Overall workflow of the proposed method. For each time point, interactions including perturbed genes are identified from protein-protein interactions, and networks are constructed. The common network across time points is identified and it is validated by performing computational and functional significance tests

Identification of time-specific networks

Before identifying the perturbed gene set, we carry out quantile normalization for the time-series gene expression dataset with R. For normalization of the downloaded dataset which is series matrix format in GEO, we used ‘preprocessCore’ library provided by Bioconductor. By normalization, we can expect that the average of expression values and relatively highly expressed genes at certain time points were adjusted. This gives a similar intensity distribution for each time point. After normalization, perturbed gene sets were identified to construct a network for each time point. In our method, the perturbation score of a gene at a time point is calculated as follows:
$$ p\left( gen{e}_{i j}\right)={e}_{i j}-\frac{1}{M}\sum_{k=1}^M{e}_{i, k} $$
where gene ij indicates gene i at time point j, e ij indicates the expression value of the i th gene at the j th time point, and M is the total number of time points. This formula measures the difference between each expression value and the average for expression value. The perturbation score, p(gene ij), is calculated for every gene at every time point, and larger values implied that gene i was relatively perturbed at time point j. If adjacent time points with similar phenotypes are grouped, the average perturbation score for the grouped time points was used.
Only genes with perturbation scores above the threshold (minimum cut-off value for significance of perturbation) are selected for each grouped time point. The threshold as determined for a given dataset by assuming the perturbation scores are normally distributed and setting the threshold as the sum of the mean and standard deviation. Figure 2 depicts a detailed toy example of the entire analytical flow to identify perturbed genes.
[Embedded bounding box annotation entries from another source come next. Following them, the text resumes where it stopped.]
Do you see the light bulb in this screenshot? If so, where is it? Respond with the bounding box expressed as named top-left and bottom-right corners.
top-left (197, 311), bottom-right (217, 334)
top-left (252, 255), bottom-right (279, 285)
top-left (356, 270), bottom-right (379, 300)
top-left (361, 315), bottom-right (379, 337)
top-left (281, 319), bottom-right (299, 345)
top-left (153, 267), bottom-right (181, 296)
First, the average expression values are calculated for five genes. Then perturbation score for each gene at each time point is calculated. For example, the perturbation score of the third gene at time-point 2 is (0.2–0.45) = −0.25. Final perturbation scores of the third gene at merged time-point 1, 2 are calculated as follows; if time point 1 and 2 can be grouped, the average perturbation score is−0.2 calculated by (−0.15–0.25)/2. Then this score is compared with upper and lower threshold values (0.376 and−0.376, respectively). In this example, the final perturbation score is 0 because the average perturbation score is more than lower threshold and less than upper threshold. If the final perturbation score of the gene is not zero, this gene can be included in the perturbed gene set for each time point. To construct a time point-specific network, we identify a set of interactions including at least one perturbed gene from the high-confidence PPI dataset. From these selected interactions for each time-point, time-specific networks are built.
Fig. 2

Identification of temporally perturbed genes. In the time-series microarray, each expression value is converted into a perturbation score. After establishing a threshold value from these perturbed scores, filtered perturbed scores satisfying thresholding condition are employed to select interactions

Identification and analysis of common network

From the identified time-specific networks which have different size and include different interactions, we detect topologically conserved sub-network across time-point. As described in the Introduction, we assumed that sub-networks with constant topological structures play important roles in phenotype change. Topological conservation for a sub-network refers to its continuous perturbation with changing phenotype. As mentioned in the Introduction, we assumed that these network modules and the transition of their information such as perturbation scores were related to phenotypic changes. To prove our assumption, we calculate the average difference of perturbation scores between two time points after identification of common network. For example, in Fig. 2, if gene 2 and gene 4 are selected as a member of common network, the average difference of perturbation scores between time-point1and2 and time-point4 will be 1.1 which is calculated by (|0.5–(−0.45)| + |-0.775–0.475|)/2. From this calculation, we can determine whether the variation of perturbation scores and the state of phenotypic changes are associated or not. To investigate that perturbation scores were related to phenotypic changes, the statistical tests for all possible pairs of adjacent time points and one additional pair composed of the first and the last time points was performed.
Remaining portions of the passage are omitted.